Primitive Type Vertex Count
Point list Number of Primitives
Triangle list Number of Primitives *3
Triangle strip Number of Primitives +2
Line list Number of Primitives *2
Line strip Number of Primitives +1

NOTE:
  • For Microsoft* DirectX* 9 : When rendering indexed primitives the Vertex Count metric does not match the NumVertices parameter in the ::DrawIndexedPrimitive , ::DrawIndexedPrimitiveUP functions because the Input Assembler counts shared vertices multiple times.
  • For Microsoft* DirectX* 10and later : The Vertex Count metric does not include vertices created during the geometry shader stage.

Examples:

  • If you render 100 points, the IA stage assembles 100 point primitives with 100 vertices total, and the Vertex Count is 100.
  • If you render two triangles as a triangle list, the IA stage assembles two triangles with six vertices total, and the Vertex Count is six.
  • If you render two triangles as a triangle strip, the IA stage assembles two triangles with four vertices total, and the Vertex Count is four.

Improving Performance:

To minimize the number of vertices sent to the pipeline and thereby improve vertex processing performance, use graphics primitives that minimize the amount of data being sent to and processed by the GPU, such as using single triangle strips.

Samples Blended, pixels

Represents the total number of samplers or pixels written to all render targets.

Samples Written

Represents the number of pixels/samples written to render targets.

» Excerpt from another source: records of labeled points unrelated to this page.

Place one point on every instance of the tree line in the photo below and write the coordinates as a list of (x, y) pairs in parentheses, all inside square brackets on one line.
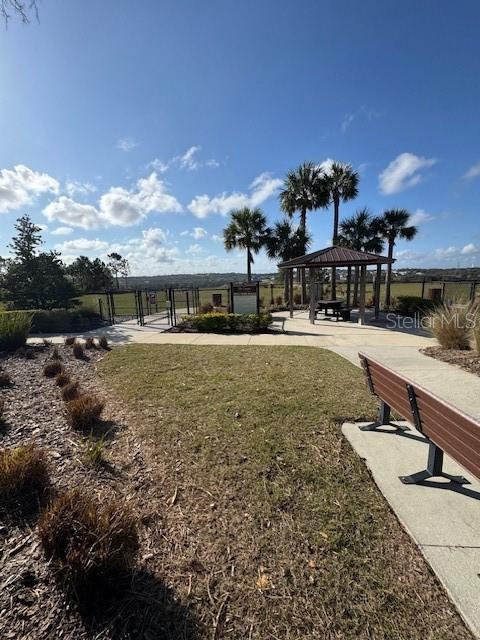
[(311, 187), (34, 279)]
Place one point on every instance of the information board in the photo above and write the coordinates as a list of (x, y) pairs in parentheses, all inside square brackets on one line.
[(244, 298)]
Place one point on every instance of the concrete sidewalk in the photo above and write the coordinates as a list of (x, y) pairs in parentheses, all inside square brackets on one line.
[(442, 518)]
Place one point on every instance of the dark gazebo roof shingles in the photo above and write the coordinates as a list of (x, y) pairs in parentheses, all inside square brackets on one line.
[(336, 257)]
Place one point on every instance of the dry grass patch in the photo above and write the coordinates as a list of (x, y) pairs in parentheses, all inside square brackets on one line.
[(84, 411), (62, 379), (23, 470), (90, 540), (52, 369), (273, 526), (70, 391)]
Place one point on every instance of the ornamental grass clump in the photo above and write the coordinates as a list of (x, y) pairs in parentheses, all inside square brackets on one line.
[(452, 325), (89, 541), (23, 471), (78, 351), (62, 379), (52, 369), (84, 411), (103, 343)]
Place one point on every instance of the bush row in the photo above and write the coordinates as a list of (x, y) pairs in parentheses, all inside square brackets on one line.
[(235, 322)]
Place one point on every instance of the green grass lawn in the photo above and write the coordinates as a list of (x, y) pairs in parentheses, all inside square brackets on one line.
[(272, 526)]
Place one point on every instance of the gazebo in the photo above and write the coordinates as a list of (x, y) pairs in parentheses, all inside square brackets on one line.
[(337, 257)]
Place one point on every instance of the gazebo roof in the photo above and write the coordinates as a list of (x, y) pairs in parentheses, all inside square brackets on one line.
[(336, 257)]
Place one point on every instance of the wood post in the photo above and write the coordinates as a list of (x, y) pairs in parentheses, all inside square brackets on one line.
[(378, 280), (290, 301), (361, 308), (313, 294)]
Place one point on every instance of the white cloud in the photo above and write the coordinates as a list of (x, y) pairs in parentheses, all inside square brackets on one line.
[(62, 231), (118, 206), (72, 213), (403, 172), (473, 172), (262, 188), (420, 216), (195, 249), (80, 245), (469, 249), (20, 186), (158, 166), (79, 188), (187, 160), (126, 144)]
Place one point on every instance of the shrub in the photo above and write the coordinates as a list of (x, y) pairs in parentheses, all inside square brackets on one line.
[(410, 305), (89, 540), (90, 343), (55, 355), (103, 343), (62, 379), (70, 391), (205, 308), (52, 369), (218, 321), (84, 411), (451, 326), (14, 329), (23, 470), (78, 351)]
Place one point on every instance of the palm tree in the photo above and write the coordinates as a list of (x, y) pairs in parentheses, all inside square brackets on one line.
[(342, 185), (360, 232), (304, 190), (393, 225), (286, 242), (247, 230)]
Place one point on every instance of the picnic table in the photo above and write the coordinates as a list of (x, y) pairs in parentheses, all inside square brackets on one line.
[(337, 307)]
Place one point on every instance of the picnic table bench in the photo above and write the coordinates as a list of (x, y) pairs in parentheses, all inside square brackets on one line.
[(338, 308), (446, 428)]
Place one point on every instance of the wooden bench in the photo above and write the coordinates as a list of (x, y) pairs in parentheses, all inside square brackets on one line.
[(445, 428)]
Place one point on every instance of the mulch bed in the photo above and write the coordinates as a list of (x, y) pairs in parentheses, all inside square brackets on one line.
[(32, 604), (467, 360)]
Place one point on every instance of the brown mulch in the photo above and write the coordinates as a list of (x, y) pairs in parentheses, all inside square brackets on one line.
[(32, 604), (467, 360)]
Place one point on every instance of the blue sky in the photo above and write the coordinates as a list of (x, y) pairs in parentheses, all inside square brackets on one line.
[(137, 126)]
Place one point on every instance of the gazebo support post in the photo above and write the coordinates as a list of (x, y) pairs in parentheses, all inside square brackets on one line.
[(290, 297), (361, 307), (313, 294), (349, 284), (378, 280)]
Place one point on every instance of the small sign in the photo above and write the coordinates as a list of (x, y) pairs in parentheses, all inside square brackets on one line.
[(245, 298)]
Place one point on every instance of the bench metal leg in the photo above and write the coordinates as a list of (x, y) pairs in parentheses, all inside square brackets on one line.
[(434, 469), (383, 420)]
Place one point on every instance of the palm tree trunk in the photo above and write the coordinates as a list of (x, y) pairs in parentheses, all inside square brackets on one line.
[(249, 266), (355, 288), (336, 206), (303, 226), (388, 279)]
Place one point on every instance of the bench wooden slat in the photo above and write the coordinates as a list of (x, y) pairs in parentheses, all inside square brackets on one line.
[(450, 429)]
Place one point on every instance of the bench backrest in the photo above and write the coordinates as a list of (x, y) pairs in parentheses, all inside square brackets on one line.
[(455, 432)]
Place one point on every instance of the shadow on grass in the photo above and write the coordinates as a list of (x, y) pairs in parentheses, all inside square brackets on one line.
[(138, 605)]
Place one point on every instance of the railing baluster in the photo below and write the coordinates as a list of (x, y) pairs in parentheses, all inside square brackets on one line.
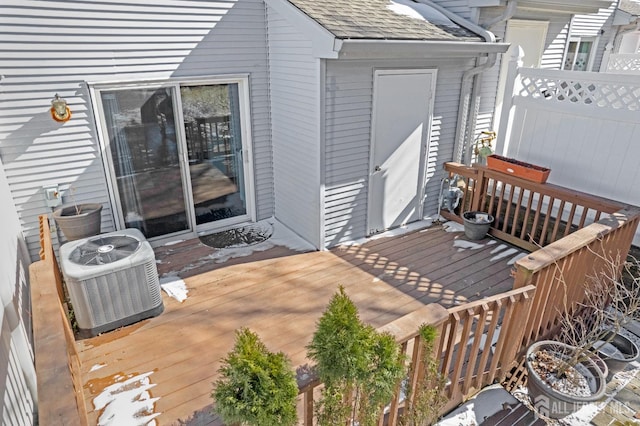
[(516, 213)]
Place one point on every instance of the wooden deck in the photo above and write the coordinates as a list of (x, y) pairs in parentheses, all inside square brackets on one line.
[(280, 293)]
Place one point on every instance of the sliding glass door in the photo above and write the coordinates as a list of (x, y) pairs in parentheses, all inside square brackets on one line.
[(214, 145), (176, 155)]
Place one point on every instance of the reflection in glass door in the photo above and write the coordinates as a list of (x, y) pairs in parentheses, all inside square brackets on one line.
[(211, 116), (140, 126)]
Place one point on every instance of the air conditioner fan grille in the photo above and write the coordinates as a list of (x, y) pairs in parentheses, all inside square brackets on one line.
[(104, 250)]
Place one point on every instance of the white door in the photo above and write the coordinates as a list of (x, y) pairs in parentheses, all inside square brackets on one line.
[(402, 105), (531, 37)]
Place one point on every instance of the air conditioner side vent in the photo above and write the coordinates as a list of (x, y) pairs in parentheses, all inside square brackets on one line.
[(108, 296)]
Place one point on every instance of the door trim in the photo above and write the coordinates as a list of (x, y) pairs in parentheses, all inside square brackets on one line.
[(426, 137)]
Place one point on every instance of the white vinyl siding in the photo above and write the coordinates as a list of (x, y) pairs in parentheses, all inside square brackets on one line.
[(349, 95), (56, 47), (17, 371), (294, 76)]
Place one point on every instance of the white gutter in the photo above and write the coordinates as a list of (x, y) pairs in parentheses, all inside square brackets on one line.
[(508, 13)]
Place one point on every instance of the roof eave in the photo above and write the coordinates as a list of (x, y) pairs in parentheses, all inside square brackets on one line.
[(564, 6), (325, 44), (395, 49)]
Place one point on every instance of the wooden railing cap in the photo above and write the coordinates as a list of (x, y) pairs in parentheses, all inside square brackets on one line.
[(407, 327)]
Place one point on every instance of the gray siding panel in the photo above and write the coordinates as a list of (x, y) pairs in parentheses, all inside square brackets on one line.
[(349, 97), (294, 79), (17, 370), (56, 47)]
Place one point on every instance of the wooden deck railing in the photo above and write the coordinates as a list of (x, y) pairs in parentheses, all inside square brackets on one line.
[(560, 270), (477, 344), (60, 396), (527, 214)]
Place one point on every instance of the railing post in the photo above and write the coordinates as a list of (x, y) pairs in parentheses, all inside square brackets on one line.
[(522, 277), (478, 190), (504, 115)]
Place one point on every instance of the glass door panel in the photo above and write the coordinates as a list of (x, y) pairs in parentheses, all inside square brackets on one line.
[(140, 126), (214, 146)]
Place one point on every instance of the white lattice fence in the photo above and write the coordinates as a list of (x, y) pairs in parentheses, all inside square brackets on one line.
[(584, 126), (625, 63), (582, 88)]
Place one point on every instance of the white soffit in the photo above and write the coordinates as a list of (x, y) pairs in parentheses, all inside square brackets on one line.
[(558, 6)]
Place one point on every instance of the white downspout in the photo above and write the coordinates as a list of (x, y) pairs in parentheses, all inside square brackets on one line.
[(467, 91), (467, 116)]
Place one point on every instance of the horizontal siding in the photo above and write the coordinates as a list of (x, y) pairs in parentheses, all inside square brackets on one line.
[(56, 47), (294, 78), (349, 97)]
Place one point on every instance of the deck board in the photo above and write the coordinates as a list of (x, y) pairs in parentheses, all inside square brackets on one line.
[(280, 294)]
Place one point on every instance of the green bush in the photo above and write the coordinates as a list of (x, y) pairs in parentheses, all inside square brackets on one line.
[(360, 368), (429, 397), (256, 387)]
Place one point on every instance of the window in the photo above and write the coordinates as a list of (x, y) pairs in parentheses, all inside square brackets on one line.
[(176, 154), (579, 54)]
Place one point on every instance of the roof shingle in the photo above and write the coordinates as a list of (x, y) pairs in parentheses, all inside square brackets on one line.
[(376, 19)]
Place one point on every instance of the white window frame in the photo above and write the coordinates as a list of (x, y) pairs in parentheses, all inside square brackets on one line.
[(579, 40), (242, 80)]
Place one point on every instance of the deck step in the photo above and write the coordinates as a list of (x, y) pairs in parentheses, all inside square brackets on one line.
[(518, 415)]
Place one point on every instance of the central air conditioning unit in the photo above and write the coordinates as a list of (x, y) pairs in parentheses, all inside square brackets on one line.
[(112, 280)]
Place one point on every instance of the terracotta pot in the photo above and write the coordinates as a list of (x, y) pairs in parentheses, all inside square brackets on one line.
[(520, 169)]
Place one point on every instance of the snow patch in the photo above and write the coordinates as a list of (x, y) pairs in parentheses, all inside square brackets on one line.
[(174, 287), (419, 11), (499, 248), (485, 404), (127, 403), (464, 244), (506, 253), (170, 243)]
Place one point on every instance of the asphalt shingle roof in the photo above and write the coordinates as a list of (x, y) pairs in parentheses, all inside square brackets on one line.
[(630, 6), (373, 19)]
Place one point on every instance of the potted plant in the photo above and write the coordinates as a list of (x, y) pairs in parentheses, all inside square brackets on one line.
[(623, 297), (564, 375), (360, 368), (521, 169), (78, 221), (256, 387)]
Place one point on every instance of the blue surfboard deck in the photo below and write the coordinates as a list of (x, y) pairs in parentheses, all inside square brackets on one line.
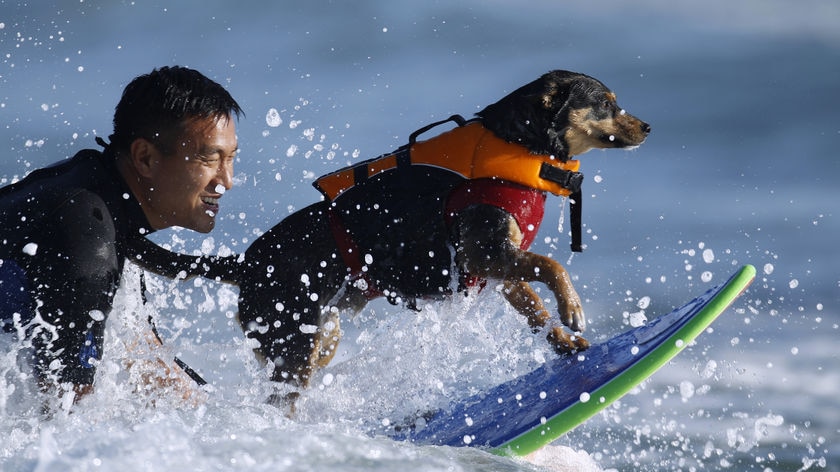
[(522, 415)]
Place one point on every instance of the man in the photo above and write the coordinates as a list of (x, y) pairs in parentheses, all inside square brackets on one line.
[(66, 230)]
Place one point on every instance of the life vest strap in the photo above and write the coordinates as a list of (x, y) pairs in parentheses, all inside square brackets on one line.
[(576, 210)]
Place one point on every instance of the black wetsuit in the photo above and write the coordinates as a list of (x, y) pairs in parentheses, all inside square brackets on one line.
[(64, 238)]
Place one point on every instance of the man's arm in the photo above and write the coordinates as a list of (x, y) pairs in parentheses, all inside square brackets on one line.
[(170, 264)]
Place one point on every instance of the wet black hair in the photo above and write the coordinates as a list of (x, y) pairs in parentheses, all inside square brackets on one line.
[(157, 106)]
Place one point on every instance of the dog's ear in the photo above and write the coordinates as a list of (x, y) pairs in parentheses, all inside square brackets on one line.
[(534, 115)]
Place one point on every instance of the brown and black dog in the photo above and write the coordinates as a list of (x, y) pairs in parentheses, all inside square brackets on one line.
[(295, 279)]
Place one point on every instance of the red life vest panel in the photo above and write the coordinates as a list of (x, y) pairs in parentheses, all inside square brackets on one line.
[(494, 172)]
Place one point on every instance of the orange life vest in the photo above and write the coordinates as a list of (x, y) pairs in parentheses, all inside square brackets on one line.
[(471, 151)]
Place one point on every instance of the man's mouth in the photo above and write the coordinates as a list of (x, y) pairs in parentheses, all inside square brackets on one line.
[(211, 205)]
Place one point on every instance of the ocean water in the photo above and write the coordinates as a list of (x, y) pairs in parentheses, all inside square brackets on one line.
[(741, 167)]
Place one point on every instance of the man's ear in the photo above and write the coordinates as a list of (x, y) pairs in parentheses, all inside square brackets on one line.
[(144, 157)]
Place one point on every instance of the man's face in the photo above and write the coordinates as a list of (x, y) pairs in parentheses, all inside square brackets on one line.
[(187, 184)]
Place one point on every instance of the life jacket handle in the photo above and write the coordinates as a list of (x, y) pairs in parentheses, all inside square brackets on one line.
[(458, 119)]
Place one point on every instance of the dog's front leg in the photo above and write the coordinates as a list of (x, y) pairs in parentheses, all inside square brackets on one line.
[(487, 246), (523, 298)]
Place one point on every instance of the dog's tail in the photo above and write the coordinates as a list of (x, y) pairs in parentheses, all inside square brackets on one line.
[(156, 259)]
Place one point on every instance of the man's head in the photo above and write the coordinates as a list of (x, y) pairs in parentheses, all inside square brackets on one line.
[(175, 139)]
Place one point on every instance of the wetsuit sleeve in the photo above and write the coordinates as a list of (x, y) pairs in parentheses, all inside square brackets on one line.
[(170, 264), (73, 269)]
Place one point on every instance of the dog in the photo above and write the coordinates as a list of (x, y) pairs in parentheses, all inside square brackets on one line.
[(409, 243)]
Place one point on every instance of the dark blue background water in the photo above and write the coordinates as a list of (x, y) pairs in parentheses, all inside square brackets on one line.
[(743, 98)]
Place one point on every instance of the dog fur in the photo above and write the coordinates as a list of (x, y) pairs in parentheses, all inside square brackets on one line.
[(293, 282)]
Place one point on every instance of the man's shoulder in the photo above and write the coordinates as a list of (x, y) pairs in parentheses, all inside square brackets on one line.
[(44, 190)]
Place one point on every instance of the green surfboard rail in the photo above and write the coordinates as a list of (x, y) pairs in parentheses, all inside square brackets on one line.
[(608, 393)]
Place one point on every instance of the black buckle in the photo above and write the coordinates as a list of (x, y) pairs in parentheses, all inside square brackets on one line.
[(570, 180)]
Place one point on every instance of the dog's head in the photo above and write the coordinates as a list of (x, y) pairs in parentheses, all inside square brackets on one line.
[(564, 114)]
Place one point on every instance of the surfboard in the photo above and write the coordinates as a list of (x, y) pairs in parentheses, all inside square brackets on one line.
[(522, 415)]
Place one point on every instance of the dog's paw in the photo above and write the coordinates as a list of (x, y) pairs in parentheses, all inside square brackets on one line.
[(285, 402), (565, 343), (572, 315)]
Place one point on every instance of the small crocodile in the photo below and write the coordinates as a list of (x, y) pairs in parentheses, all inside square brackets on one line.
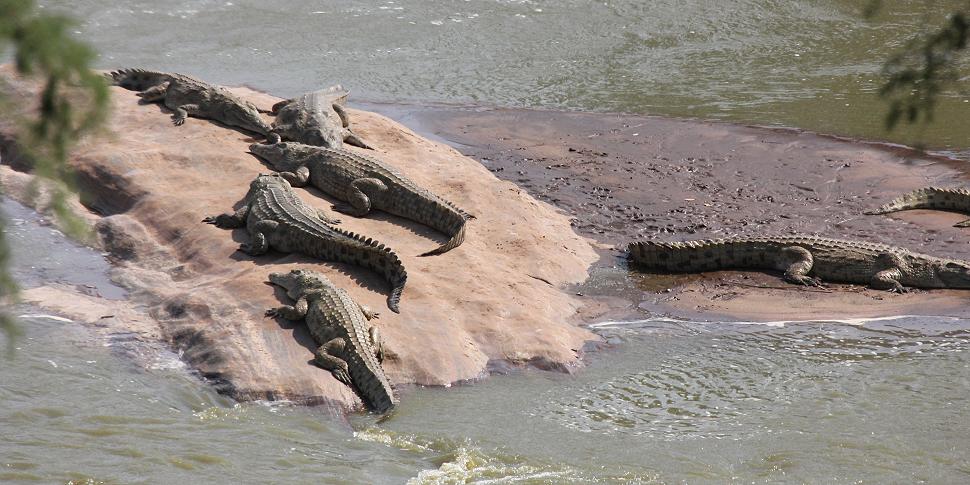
[(364, 182), (276, 217), (316, 118), (187, 96), (955, 200), (349, 346), (807, 260)]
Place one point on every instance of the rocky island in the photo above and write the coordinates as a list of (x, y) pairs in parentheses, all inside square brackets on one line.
[(147, 184)]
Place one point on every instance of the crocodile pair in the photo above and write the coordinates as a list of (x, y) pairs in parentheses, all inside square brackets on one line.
[(808, 260), (276, 218), (316, 118)]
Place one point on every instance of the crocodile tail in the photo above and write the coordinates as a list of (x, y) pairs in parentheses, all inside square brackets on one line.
[(382, 259), (449, 220), (136, 79), (457, 238)]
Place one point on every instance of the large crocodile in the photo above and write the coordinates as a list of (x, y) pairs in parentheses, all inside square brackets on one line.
[(317, 118), (807, 260), (955, 200), (276, 217), (187, 96), (349, 346), (364, 182)]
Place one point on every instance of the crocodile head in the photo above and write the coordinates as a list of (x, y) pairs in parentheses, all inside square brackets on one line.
[(954, 274), (296, 282), (282, 156), (265, 181), (332, 138)]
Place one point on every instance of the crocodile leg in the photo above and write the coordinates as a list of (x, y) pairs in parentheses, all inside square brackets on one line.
[(154, 94), (183, 112), (298, 177), (260, 243), (229, 221), (295, 312), (323, 216), (342, 113), (368, 313), (326, 358), (351, 138), (278, 106), (358, 202), (377, 342), (888, 278), (801, 264)]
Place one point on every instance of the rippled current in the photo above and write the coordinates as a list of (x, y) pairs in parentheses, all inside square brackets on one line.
[(668, 401), (811, 64)]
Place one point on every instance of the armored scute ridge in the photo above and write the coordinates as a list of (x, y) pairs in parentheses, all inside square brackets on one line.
[(956, 200), (364, 183), (275, 217), (187, 96), (316, 118), (806, 260), (349, 346)]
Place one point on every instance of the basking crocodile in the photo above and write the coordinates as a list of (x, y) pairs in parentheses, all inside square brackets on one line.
[(349, 346), (275, 216), (316, 118), (364, 182), (187, 96), (956, 200), (807, 260)]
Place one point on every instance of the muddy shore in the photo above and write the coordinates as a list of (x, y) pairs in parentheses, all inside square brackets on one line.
[(621, 178)]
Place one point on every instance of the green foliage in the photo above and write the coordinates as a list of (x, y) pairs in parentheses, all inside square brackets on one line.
[(73, 102), (924, 69)]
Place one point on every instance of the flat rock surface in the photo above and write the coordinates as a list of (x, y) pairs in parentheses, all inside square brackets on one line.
[(623, 178), (498, 297)]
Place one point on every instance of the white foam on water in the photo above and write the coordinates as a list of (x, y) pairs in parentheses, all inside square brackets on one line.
[(773, 323), (47, 317)]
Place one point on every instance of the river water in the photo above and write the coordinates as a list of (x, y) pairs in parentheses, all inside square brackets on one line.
[(670, 401)]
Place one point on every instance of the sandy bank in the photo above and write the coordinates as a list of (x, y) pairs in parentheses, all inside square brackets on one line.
[(148, 184), (622, 177)]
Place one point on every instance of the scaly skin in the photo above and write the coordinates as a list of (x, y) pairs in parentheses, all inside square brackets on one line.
[(187, 96), (807, 260), (364, 182), (955, 200), (349, 346), (275, 217), (316, 118)]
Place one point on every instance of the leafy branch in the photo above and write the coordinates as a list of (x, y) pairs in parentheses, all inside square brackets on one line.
[(73, 102)]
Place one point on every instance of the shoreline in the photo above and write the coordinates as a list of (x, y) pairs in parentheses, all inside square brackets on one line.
[(805, 182), (614, 177)]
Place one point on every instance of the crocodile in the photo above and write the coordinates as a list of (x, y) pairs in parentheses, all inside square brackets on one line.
[(317, 118), (349, 346), (275, 217), (364, 183), (956, 200), (806, 260), (187, 96)]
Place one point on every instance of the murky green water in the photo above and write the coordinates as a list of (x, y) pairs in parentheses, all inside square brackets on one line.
[(670, 402), (810, 64)]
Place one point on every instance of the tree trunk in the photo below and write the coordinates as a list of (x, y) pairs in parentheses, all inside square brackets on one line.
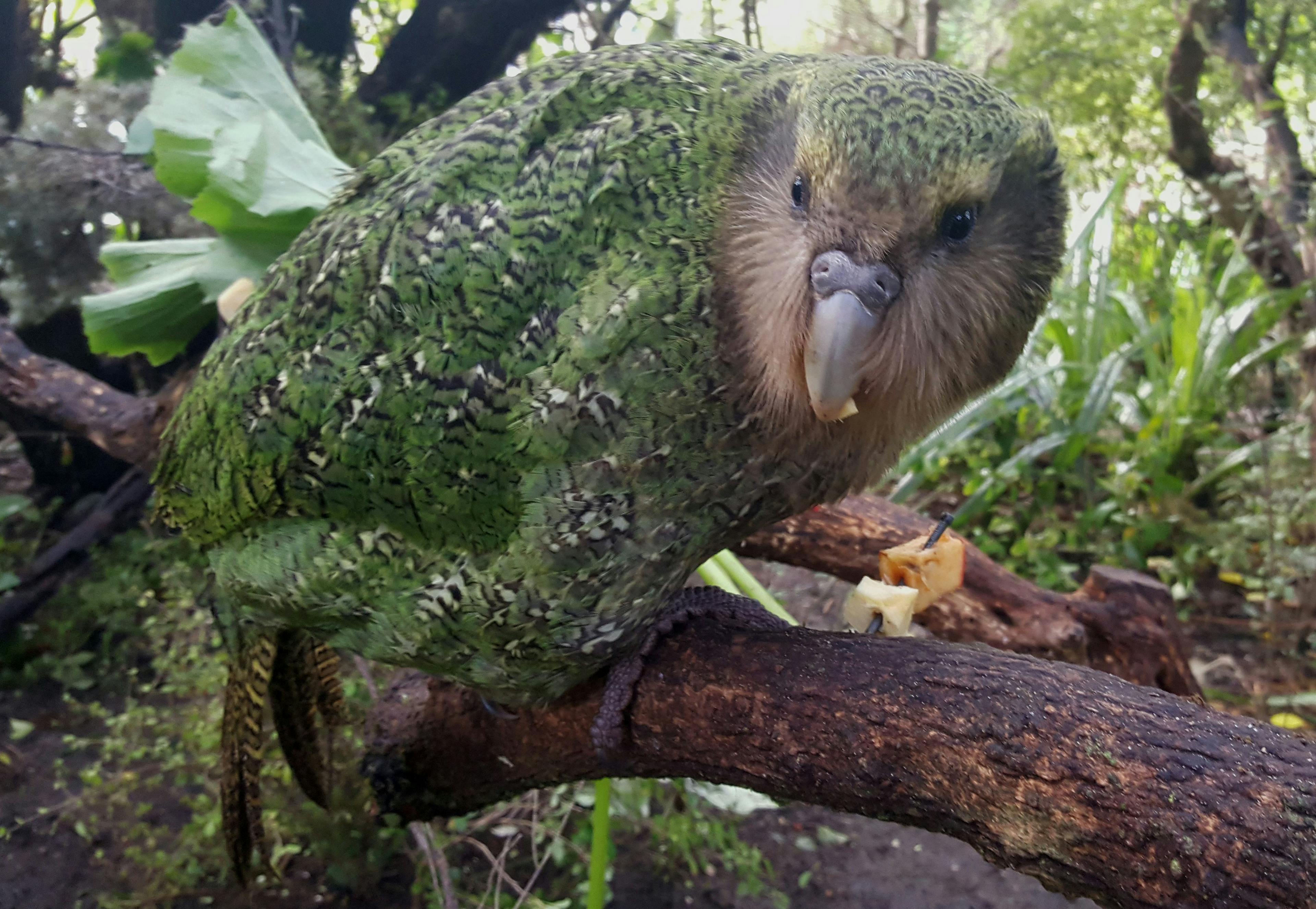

The graphics driver 9.17.10 introduces a new notion of deferred clears. For the sake of optimization, the driver decides whether to defer the actual rendering of clear calls in case subsequent clear and draw calls make it unnecessary. As a result, when clear calls are deferred, the Graphics Frame Analyzer shows their GPU Duration and Samples Written as zero. If later it turns out that a clear call needs to be drawn, the work associated with that clear call gets included in the duration of the erg that was being drawn when this clear call was deferred, not necessarily a clear call. This means that in the Graphics Frame Analyzer metrics associated with a clear call accurately reflect the real work associated with that erg.

Alpha Test Fails

Represents the number of pixels that failed the alpha test and are ignored (not written to the surface).

Examples:

If Alpha Test Fails is 5000, then 5000 pixels failed the alpha test and were not written to the surface.

Pixels Rendered

Represents the number of pixels that passed the depth-test (both Z-buffer and Stencil if enabled). If the depth-test was disabled, Pixels Rendered counts all the pixels that passed through from the previous pipeline stage.

NOTE:

Pixels that passed the depth-test might not necessarily appear in the render target, which could occur if the color buffer write mask is set to 0.

Examples:

  • If you render a quad with 8x8 pixels, located entirely within the viewing frustum and all the pixels passed depth test, Pixels Rendered is 64.
  • If you render a quad with 8x8 pixels, located entirely within the viewing frustum and half of the pixels are rejected by depth tests or other stages of the graphics pipeline, Pixels Rendered is 32.

Improving Performance:

A high number of rendered pixels results in a high number of pixel shader executions, which requires more rendering time. To keep the number of rendered pixels as low as possible, optimize the rendering order to maximize Early-Z benefit or use a Z-only pass if possible.

To find areas with high depth complexity, use the Overdraw option in the Graphics Frame Analyzer.